If health reform is to include a public option, it will have to be added after the finance committee completes its markup.
3:32 p.m.: Sen. Charles Grassley, R-Iowa, says he opposes the Schumer amendment because the history of Medicare shows that the government's promises not to control costs by setting doctor's fees can't be trusted. "Congress could easily undo" safeguards in Schumer's bill. It might decide that it wanted to run the public option more thriftily! Others would call this laudable fiscal conservatism. Grassley calls it reprehensible "price-fixing."
The GOP can't decide whether the public option would cost taxpayers a fortune because medical spending is so out of control or whether it would do far too much to bring medical spending under control through intolerable limits on doctors and hospital fees.
Sen. Rockefeller said it earlier today. I'll say it again: Doctors overwhelmingly support the public option.
3:15 p.m.: Sen. Schumer introduces his "level playing field" version of the public option (No. 260), which, unlike Rockefeller's, does not tie initial doctor and hospital payments to Medicare rates. Schumer emphasizes that it will be self-sustaining: "There will not be another infusion of federal dollars into the private option if it cannot make it the first time around." The New York senator acknowledges, indirectly, that he expects his amendment to fail. But "we are going to keep at this and at this and at this until we succeed, because we believe in it so strongly. … This isn't the first word on the public option and it won't be the last."
2:50 p.m.: Sen. Rockefeller's public option amendment fails 15-8. All the Republicans vote no, along with five Democrats: Sen. Max Baucus of Montana, Sen. Kent Conrad of North Dakota, Sen. Tom Carper of Delaware, Sen. Blanche Lincoln of Arkansas, and Sen. Bill Nelson of Florida.

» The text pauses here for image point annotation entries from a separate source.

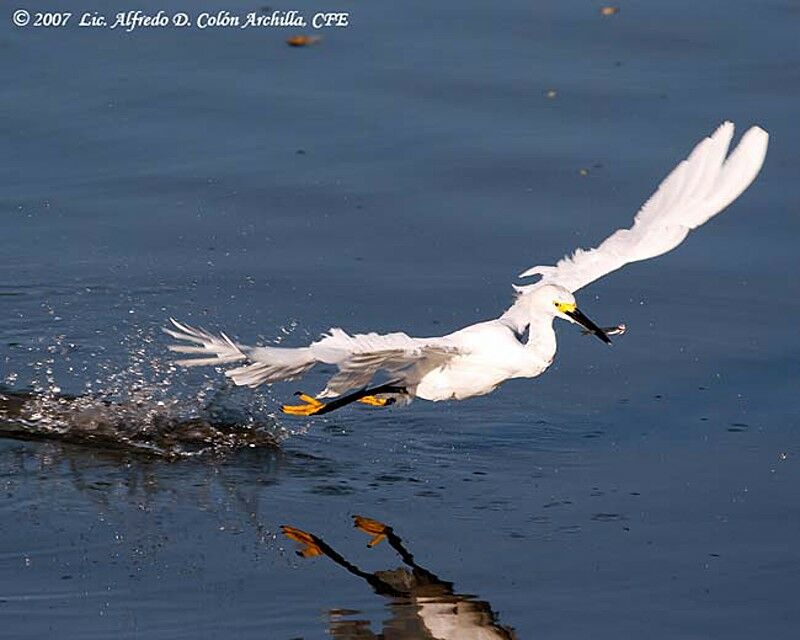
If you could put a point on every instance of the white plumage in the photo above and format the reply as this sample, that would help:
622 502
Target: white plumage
474 360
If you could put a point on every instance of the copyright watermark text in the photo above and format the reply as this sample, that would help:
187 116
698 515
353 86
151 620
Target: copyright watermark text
128 21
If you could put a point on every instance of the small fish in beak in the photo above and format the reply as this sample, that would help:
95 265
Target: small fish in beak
572 311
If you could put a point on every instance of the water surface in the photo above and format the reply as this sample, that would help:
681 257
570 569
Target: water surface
395 177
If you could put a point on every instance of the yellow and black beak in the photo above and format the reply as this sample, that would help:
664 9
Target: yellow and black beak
577 315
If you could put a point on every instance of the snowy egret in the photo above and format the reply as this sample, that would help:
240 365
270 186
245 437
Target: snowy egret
520 343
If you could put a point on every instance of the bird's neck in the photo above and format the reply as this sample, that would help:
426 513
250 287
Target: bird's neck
541 337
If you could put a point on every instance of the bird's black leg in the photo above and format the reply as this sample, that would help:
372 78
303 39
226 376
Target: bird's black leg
314 407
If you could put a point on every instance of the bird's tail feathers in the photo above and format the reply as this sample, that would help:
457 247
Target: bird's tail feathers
213 350
264 364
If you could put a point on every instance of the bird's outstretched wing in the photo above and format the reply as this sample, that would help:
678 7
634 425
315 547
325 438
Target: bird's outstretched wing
696 190
359 357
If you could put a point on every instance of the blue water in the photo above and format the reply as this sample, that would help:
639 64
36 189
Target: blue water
396 176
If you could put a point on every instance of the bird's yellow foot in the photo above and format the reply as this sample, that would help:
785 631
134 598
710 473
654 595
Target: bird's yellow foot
375 401
376 529
308 542
311 406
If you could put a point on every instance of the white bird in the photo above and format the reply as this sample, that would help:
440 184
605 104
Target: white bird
476 359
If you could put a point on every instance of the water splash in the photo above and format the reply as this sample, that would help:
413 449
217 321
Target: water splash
138 408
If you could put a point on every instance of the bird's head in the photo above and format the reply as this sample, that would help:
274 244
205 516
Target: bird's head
559 301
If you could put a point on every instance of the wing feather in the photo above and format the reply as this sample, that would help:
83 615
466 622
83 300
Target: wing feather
696 190
359 357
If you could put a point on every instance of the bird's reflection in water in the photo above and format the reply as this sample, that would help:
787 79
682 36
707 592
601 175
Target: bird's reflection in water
422 605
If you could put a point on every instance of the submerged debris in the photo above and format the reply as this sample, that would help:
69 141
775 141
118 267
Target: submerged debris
156 428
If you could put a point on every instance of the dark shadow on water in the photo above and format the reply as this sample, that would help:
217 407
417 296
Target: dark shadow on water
148 428
421 605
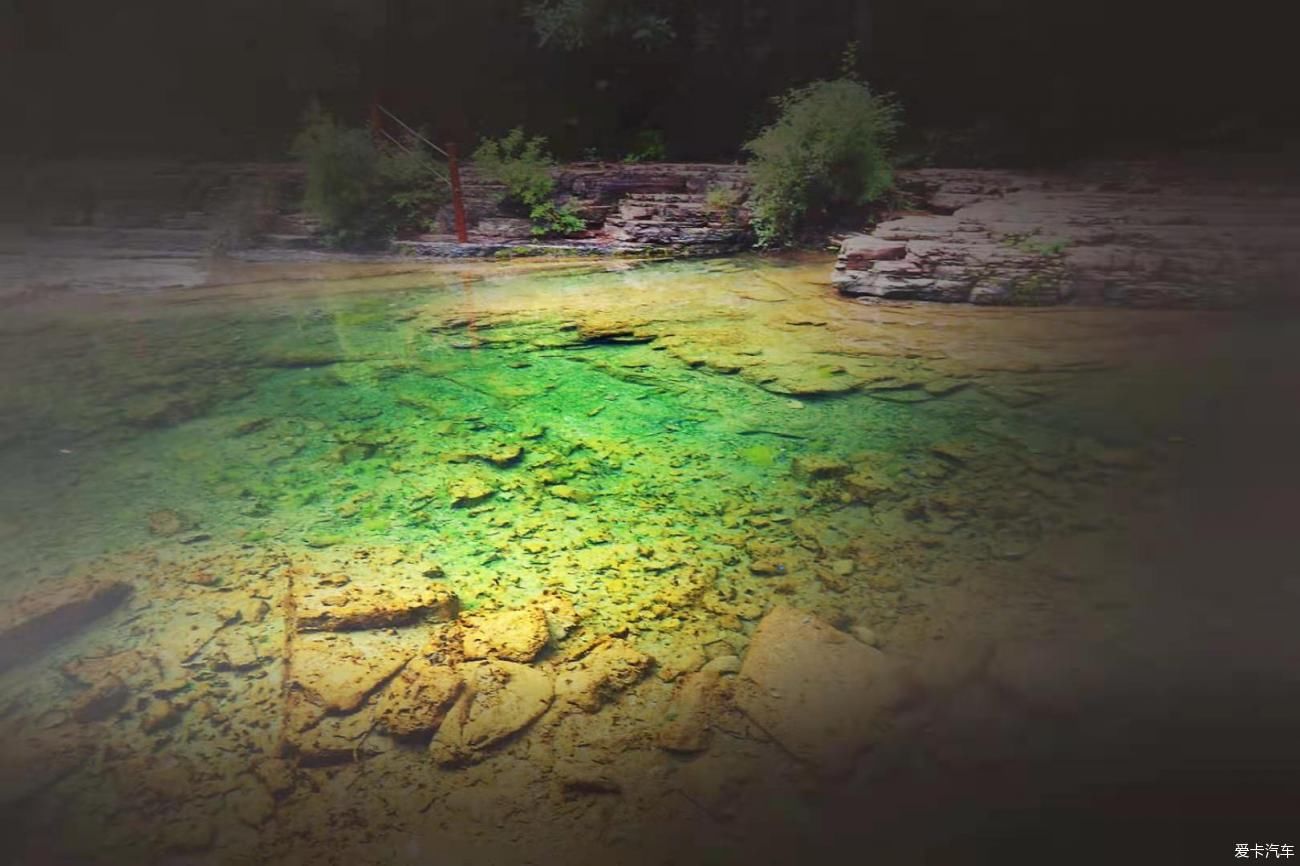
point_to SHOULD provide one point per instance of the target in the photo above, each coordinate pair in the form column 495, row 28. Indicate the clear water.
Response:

2:45 p.m.: Sen. John Kerry, D-Mass., points out that the public option would not be an entitlement program like Medicare or Medicaid. An entitlement program guarantees government benefits to be received automatically; once benefit levels are set, no congressional appropriation is necessary. The public option would not be an entitlement because it would require an initial appropriation. Thereafter it would charge premiums and would be self-sustaining.
No sooner is Kerry done than Sen. John Cornyn, R-Texas, starts droning on about how it makes no sense "adding a new entitlement program on top of the ones we have now."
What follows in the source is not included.